Extrait du  » Réveil de Gallja », Tome 2

Désorientée et ivre de pouvoir, je marchais, seule, au cœur d’un site aux allures de parc historique. D’immenses champs de blé parsemés de coquelicots, pareils à une mer dorée inondée de soleil et bercée par le vent chaud d’une fin d’après-midi, entouraient un vieux village. Un carillon au loin jouait une délicate musique. Quel doux spectacle.

Guidée par ce son féerique, je m’approchais lentement de ce paisible hameau, composé de petites maisons de paille. Un cours d’eau tranquille alimentait un grand moulin en pierre sur la place centrale. D’étranges animaux s’y abreuvaient : des chevaux noirs, immenses et squelettiques. De leurs naseaux sortait une légère fumée blanche et leurs yeux étaient noirs et tristes.

J’aperçus alors quelques habitants, vêtus de peau de bête. Quelles curieuses créatures ! Un physique très proche de l’Homme, mais leur peau était semblable à celle d’un serpent. Et leurs yeux… Surprenants… Presque hypnotisants ! Le vert intense de leur iris était cerclé de doré avec au centre une fine pupille verticale. Je voulus leur demander de l’aide, mais aucun d’eux ne semblait me voir.

Aucune réponse… Aucun regard… Je m’apprêtais à toucher celui qui me tournait le dos, lorsque l’un me traversa. Quelle sensation horrible ! Comme si toute mon énergie me quittait une fraction de seconde. J’étais invisible… Immatérielle. Pourquoi ? Étais-je morte ? Réduite à l’état de simple fantôme ?

Tinúviel… Tinúviel…

Quoi ? Cette voix… Si familière… Et pourtant… Je me retournai sans avoir le temps d’apercevoir l’origine de cet appel. Je fus brusquement aspirée par une tornade étrange qui semblait tout détruire sur son passage. Au centre, le temps était comme accéléré. Les saisons défilèrent et le village disparu, érodé par des siècles de pluies, de maladies et de guerres.
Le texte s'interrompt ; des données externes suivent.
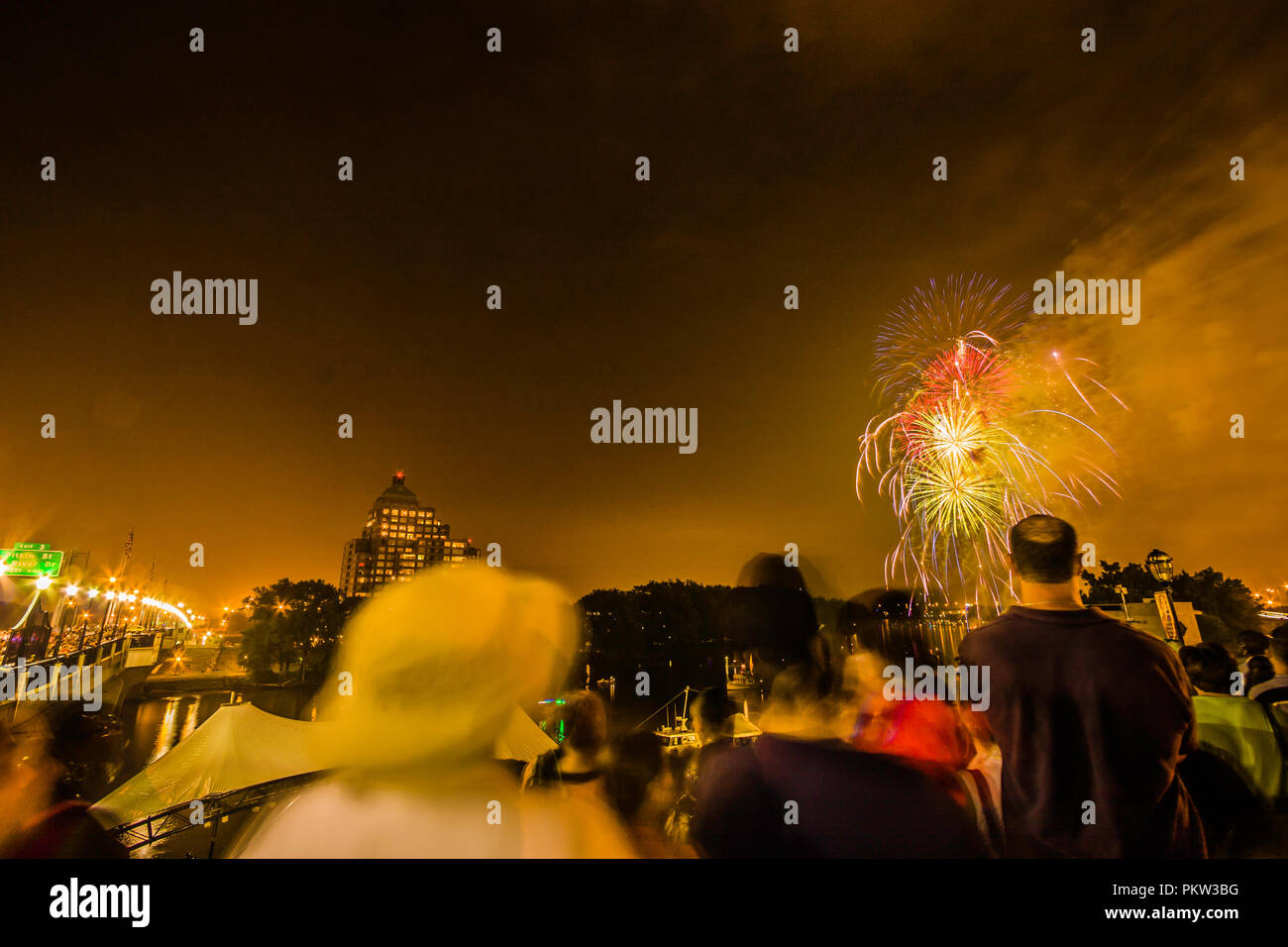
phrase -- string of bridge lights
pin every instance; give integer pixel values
(72, 589)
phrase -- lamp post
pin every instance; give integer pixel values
(1159, 566)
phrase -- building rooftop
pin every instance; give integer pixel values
(397, 493)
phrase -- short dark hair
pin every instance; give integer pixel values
(1042, 549)
(1278, 648)
(585, 722)
(1210, 667)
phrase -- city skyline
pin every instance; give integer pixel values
(373, 294)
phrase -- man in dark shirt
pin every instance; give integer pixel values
(1093, 716)
(799, 791)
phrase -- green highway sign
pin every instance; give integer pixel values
(31, 560)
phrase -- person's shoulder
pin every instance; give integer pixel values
(988, 634)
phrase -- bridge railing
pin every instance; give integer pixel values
(213, 810)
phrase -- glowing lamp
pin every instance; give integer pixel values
(1159, 566)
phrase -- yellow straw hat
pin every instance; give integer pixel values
(430, 671)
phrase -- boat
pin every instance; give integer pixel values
(679, 736)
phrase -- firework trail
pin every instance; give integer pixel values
(980, 425)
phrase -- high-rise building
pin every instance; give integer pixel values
(400, 538)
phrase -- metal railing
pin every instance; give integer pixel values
(214, 809)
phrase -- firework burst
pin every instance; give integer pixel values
(979, 427)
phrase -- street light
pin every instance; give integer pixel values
(1159, 566)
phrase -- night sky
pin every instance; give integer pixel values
(518, 169)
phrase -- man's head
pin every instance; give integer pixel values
(712, 714)
(585, 722)
(1210, 668)
(1043, 551)
(1278, 650)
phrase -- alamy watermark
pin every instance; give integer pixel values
(913, 682)
(1093, 296)
(652, 425)
(53, 684)
(206, 298)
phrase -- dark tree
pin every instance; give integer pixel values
(292, 624)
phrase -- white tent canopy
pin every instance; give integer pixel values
(239, 746)
(522, 740)
(243, 746)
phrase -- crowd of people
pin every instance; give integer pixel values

Brusquement, tout s’arrêta. La tempête se calma me laissant seule en plein ciel au-dessus d’une immense forêt en flammes, des nuages sombres et menaçants tout autour de moi. Mais,étrangement, aucune goutte ne semblait vouloir tomber pour éteindre ce brasier. À travers la fumée épaisse, je pouvais apercevoir des créatures paniquées, courir dans tous les sens et tentant vainement de s’échapper à leur funeste sort. Les crépitements du feu ne couvraient pas leurs cris de désespoir, ni les râles de douleurs des arbres centenaires qui peuplaient les lieux. Je ne pus retenir mes larmes. Je voulus les sauver ou abréger leurs souffrances… Mais il ne se passa rien. Aucun de mes pouvoirs ne voulut répondre. J’étais condamnée à être le témoin fantomatique de cet horrible spectacle.